NEW YORK (Reuters) - It was hardly surprising after the turbulent year that he has endured that Cam Newton would be greeted by both cheers and jeers when he was named on Thursday as the NFL's first pick in the annual draft.

The 21-year-old quarterback from Auburn University may well have been the outstanding College player last year but he remains a controversial figure that has traveled a bumpy road to the top.

His ability as a player is unquestioned and it was no surprise that the Carolina Panthers unhesitatingly opted for him as the number one choice, an honor that is sure to net him a fortune whole exposing him to life in the spotlight with a struggling team.

"It's a great responsibility and I'm willing to take that," Newton said about leading the offense of the Panthers, who finished an NFL worst 2-14 last season.

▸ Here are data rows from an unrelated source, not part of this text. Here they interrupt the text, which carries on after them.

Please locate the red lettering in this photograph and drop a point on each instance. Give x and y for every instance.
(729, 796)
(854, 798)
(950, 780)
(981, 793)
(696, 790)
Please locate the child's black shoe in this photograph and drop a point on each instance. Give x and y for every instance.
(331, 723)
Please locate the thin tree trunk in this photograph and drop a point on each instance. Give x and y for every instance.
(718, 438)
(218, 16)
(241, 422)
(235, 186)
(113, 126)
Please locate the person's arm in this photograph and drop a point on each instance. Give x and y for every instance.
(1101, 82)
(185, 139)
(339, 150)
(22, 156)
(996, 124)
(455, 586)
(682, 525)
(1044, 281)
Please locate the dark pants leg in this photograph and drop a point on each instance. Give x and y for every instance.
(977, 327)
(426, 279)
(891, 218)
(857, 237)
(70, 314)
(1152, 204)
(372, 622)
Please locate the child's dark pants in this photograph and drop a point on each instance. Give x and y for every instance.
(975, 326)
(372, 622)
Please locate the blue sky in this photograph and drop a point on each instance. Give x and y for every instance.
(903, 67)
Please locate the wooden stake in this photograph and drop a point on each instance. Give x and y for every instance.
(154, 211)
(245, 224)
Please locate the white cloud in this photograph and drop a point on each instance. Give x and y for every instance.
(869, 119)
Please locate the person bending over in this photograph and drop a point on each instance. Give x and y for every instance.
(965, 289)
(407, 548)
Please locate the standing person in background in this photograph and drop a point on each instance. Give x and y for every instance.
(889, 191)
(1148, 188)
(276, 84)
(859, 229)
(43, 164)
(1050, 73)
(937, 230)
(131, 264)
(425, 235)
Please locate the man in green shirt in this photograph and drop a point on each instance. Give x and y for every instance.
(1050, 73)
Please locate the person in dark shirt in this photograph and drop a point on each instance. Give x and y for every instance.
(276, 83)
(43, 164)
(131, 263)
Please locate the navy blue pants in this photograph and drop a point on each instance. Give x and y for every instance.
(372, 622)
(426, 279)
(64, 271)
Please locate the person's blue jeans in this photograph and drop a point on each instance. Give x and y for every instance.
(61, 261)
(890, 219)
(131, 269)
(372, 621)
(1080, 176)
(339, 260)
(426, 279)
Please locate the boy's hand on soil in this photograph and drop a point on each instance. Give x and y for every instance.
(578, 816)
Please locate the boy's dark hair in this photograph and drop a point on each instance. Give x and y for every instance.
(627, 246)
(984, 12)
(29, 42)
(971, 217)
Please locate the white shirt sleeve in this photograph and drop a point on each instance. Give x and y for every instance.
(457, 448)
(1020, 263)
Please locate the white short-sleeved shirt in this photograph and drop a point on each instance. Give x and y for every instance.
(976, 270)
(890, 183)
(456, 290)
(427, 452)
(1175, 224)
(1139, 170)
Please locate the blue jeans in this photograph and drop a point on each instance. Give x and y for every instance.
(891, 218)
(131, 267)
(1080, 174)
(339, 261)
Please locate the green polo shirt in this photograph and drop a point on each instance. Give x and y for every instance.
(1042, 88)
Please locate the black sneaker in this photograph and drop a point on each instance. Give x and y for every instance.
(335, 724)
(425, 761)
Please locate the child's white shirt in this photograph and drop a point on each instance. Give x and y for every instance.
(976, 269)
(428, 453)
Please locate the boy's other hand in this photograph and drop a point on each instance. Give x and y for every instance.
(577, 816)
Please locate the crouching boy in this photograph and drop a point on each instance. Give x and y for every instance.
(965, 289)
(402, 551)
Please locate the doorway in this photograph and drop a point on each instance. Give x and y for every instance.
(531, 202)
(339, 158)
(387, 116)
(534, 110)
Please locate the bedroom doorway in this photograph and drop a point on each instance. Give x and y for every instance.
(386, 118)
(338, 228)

Newton started his college football career at Florida but after being found with a stolen laptop and dogged by rumors of academic cheating he transferred to a junior college.

That process led to another crisis for Newton.

In the midst of Auburn's brilliant 2010 gridiron campaign that featured the strong arm and bruising running of Newton, a major controversy arose over his eligibility.

It was revealed that his father Cecil Newton, who played two seasons for the Dallas Cowboys as a safety, had tried to solicit payments from another university for his son's services, in violation of strict amateur rules.

Newton was briefly declared ineligible to play but later reinstated after no evidence was found proving he had any knowledge of his father's activities.

In the end, the strapping 6-foot-5, 250-pound (113 kilograms) quarterback rose to new heights. He threw 30 touchdown passes and was intercepted just seven times.

He was a runaway winner of the Heisman Trophy, as the best player in college, and showed his ability to overcome criticism when NFL Commissioner Roger Goodell announced at Radio City Hall on Thursday that he was the number one pick.

"Man, am I happy. I'm glad for it to be over. There's been some sleepless nights," he said.

"Oh, man, I'm relieved. What I really want to do, I can't do it. I just want to scream."

Newton was asked if his selection made all his travails worthwhile.

"To some degree it does. But at the same time, when I wake up in the morning, it's another goal or a task at hand that I need to tackle. You know, it's transforming an organization that was worst and try to progress to be the first."

Others before him have been paid richly to take on that challenge. Last year, quarterback Sam Bradford signed a six-year, $78 million deal with the St Louis Rams.

With uncertainty surrounding the NFL labor situation it is not clear whether Newton can expect the same sort of deal.

"I'm really not focused on endorsements and money," he said.

"That's something that's going to take care of itself. The one thing I'm focused on, my number one priority, is getting in this organization and make steps as far as me becoming a better player."

Newton has heard criticisms that he could have trouble adjusting to the more complex NFL game, but he is eager to prove skeptics wrong.

"I've learned a lot. I've learned that you guys have a job to do in critiquing each athlete to the core, but at the same time I have embraced this process...

"I'm not trying to prove nothing to no-one that I'm not trying to prove to myself, and I understand that I'm my biggest critic."